Edouard Venialinovitch Savenko s’est fait un nom avec celui Édouard Limonov, patronyme plus facile à porter. Écrivain, poète, fondateur du parti national bolchevique, il roula sa bosse de Moscou à New-York en passant un temps par Paris. Dissident puis prisonnier politique, il est empêché de se présenter à l’élection présidentielle russe de 2012. Il apporte son soutien à la politique étrangère de Poutine avant de prendre ses distances avec l’invasion du Donbass. Un homme plein de paradoxes. Néanmoins, le film s’inspire d’avantage du roman d’Emmanuelle Carrère, Limonov, qui s’inspire plus des récits de l’auteur que de la biographie officielle effaçant du coup des épisodes plus tendancieux. L’invasion de la Russie en Ukraine aurait certainement donné au film une autre approche plus politisé si le film avait été tourné à ce moment.
Limonov a vécu mille vies, tenté toutes les expériences se présentant à lui. Une existence vécue jusqu’à l’excès. Difficile de pénétrer l’âme aussi versatile de ce dandy si haut perché.
Vérité trafiquée
Remplaçant l’italien Saverio Costanzo, le russe Kirill Serenebrikov s’empare de ce projet pas évident à porter à l’écran. Mais cela lui va bien. Des années que son cinéma sert de poil à gratter pour le régime de Moscou. Il avait déjà exploré l’esprit de rébellion de la jeunesse politique russe avec la vie du rocker Viktor Tsoi dans son Leto réalisé en 2018. Plus biographique (façon Carrére) use de stratège pour casser les codes des sentiers balisés par ce type d’exercice. Son film, d’emblée, prend des allures de film pop et rock’n’roll. Il exploite l’image de manière intrinsèque jouant dès le début avec sa forme cinématographique. Il l’ouvre en format 1.33 noir et blanc pour passer à la couleur quand Limonov commence à libérer sa pensée ; le scope lui, émerge quand le personnage explore et comprend la vraie liberté de ses mouvements et de ses pensées.

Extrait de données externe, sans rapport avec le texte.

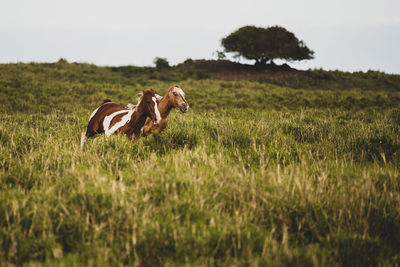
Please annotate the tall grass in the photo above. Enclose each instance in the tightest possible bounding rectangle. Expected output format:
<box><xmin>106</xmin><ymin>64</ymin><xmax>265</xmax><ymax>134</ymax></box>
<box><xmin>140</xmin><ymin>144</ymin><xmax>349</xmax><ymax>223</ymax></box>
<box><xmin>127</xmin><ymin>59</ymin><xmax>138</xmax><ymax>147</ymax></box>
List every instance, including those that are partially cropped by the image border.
<box><xmin>0</xmin><ymin>62</ymin><xmax>400</xmax><ymax>266</ymax></box>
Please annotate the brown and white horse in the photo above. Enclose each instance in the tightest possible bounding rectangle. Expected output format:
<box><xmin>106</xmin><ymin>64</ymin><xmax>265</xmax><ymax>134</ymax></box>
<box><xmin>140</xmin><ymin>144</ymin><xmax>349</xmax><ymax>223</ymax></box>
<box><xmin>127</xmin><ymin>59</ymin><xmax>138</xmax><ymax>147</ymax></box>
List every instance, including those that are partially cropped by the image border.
<box><xmin>81</xmin><ymin>89</ymin><xmax>161</xmax><ymax>148</ymax></box>
<box><xmin>142</xmin><ymin>85</ymin><xmax>189</xmax><ymax>136</ymax></box>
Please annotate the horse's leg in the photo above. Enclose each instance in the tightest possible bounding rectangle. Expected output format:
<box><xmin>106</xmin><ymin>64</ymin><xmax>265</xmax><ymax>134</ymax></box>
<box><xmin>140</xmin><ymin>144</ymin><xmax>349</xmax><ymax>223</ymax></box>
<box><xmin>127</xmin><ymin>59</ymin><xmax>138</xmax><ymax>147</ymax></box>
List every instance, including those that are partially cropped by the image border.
<box><xmin>81</xmin><ymin>132</ymin><xmax>87</xmax><ymax>149</ymax></box>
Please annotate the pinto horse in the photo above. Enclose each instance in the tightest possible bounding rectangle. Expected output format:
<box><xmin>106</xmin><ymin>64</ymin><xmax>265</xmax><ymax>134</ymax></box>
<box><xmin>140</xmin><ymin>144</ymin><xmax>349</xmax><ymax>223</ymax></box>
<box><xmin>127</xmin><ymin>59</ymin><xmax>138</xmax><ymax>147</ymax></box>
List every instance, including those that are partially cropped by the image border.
<box><xmin>142</xmin><ymin>85</ymin><xmax>189</xmax><ymax>136</ymax></box>
<box><xmin>81</xmin><ymin>89</ymin><xmax>161</xmax><ymax>148</ymax></box>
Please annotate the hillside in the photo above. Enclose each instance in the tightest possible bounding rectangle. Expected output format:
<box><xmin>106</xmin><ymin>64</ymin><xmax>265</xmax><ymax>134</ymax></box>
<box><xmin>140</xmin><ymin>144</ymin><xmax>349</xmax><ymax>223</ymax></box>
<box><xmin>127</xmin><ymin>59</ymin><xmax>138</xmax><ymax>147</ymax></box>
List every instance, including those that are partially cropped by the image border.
<box><xmin>0</xmin><ymin>60</ymin><xmax>400</xmax><ymax>266</ymax></box>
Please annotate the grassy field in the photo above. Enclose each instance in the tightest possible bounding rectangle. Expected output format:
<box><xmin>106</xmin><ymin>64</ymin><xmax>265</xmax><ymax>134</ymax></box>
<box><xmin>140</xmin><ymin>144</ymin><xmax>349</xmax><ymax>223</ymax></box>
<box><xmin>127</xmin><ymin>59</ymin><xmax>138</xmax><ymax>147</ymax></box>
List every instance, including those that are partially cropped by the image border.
<box><xmin>0</xmin><ymin>61</ymin><xmax>400</xmax><ymax>266</ymax></box>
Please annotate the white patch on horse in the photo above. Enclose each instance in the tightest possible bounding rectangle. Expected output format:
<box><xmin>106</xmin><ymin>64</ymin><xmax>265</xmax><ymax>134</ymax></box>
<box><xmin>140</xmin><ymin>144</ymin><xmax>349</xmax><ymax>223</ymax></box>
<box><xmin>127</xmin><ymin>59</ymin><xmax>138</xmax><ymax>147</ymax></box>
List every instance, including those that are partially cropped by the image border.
<box><xmin>103</xmin><ymin>110</ymin><xmax>135</xmax><ymax>136</ymax></box>
<box><xmin>126</xmin><ymin>103</ymin><xmax>136</xmax><ymax>109</ymax></box>
<box><xmin>151</xmin><ymin>97</ymin><xmax>161</xmax><ymax>123</ymax></box>
<box><xmin>175</xmin><ymin>87</ymin><xmax>185</xmax><ymax>99</ymax></box>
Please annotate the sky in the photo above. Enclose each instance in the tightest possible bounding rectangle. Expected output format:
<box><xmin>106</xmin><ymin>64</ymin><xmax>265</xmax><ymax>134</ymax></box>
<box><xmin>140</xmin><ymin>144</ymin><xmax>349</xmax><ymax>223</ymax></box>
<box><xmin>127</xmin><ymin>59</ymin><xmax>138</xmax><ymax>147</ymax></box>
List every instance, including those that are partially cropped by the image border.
<box><xmin>0</xmin><ymin>0</ymin><xmax>400</xmax><ymax>74</ymax></box>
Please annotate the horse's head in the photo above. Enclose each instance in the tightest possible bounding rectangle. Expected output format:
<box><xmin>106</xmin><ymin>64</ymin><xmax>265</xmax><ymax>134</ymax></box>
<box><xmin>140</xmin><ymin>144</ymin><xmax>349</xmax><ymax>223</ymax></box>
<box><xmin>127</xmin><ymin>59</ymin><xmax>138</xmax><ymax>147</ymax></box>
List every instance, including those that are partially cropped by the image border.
<box><xmin>141</xmin><ymin>89</ymin><xmax>161</xmax><ymax>125</ymax></box>
<box><xmin>168</xmin><ymin>85</ymin><xmax>189</xmax><ymax>113</ymax></box>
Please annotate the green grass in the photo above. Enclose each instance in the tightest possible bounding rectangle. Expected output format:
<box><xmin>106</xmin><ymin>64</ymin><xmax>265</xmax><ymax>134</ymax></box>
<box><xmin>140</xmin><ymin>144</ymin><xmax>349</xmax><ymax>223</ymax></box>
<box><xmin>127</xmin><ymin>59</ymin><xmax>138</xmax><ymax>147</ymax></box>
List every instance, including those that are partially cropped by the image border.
<box><xmin>0</xmin><ymin>62</ymin><xmax>400</xmax><ymax>266</ymax></box>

Ainsi va le film, mais ainsi va l’ennui. Les efforts sont nombreux mais il est bien difficile de s’investir dans le parcours de cet auteur imbu de lui-même qui inspire plus l’antipathie que la compassion malgré un parcours si borderline. L’acteur Ben Whishaw a la lourde charge d’incarner ce personnage contradictoire. Il se démène pour donner vie à son interprétation. Loin d’être mauvais, il a du mal à nous embarquer à ses côtés. Le Limonov du film apparaît plus comme un acteur, limite showman, que comme un dangereux opposant. Le réalisateur se sert d’archives, d’actualités avec beaucoup d’imagination pour représenter les époques et les événements politiques traversés par son personnage mais son approche visuelle l’emporte sur son contenu.
Limonov, passe finalement à côté de son sujet, il se regarde plus comme une succession de clips, de capsules temporelles de son époque. L’image de son protagoniste en perd sa ligne directrice rendant son parcours confus. A la question du Trivial Pursuit : qui est Limonov ? Pas sûr que l’on sache la bonne réponse.
Image
L’image sait être solide dans les différents types d’images utilisées. Elle s’alterne entre des images d’archives et d’actualités en respectant les textures de chacun. Tout cela s’intègre parfaitement au film donnant aux couleurs ce ton si singulier.
Son
Très bon point pour l’utilisation de la musique qui dynamise la bande-son. Riche et englobante, il n‘y a rien à redire sur l’équilibre entre les différentes pistes présentées.
Interactivité
Une très bonne conférence de presse au festival de Cannes fait l’essentiel de l’interactivité. Au jeu des questions/réponses, outre les interventions sur son film, le réalisateur n’évite pas les remarques problématiques sur son pays d’origine qu’il a dû quitter. Un exercice pas facile pour lui mais auquel il répond avec une totale franchise. Pas sûr qu’il puisse y revenir de sitôt. Ben Whishaw intervient également dans un module consacré à son approche sur du personnage qu’il avoue ne pas connaître avant la lecture du scénario.
Liste des bonus
Conférence de presse du Festival de Cannes (43’), Entretien avec Ben Whishaw (5’).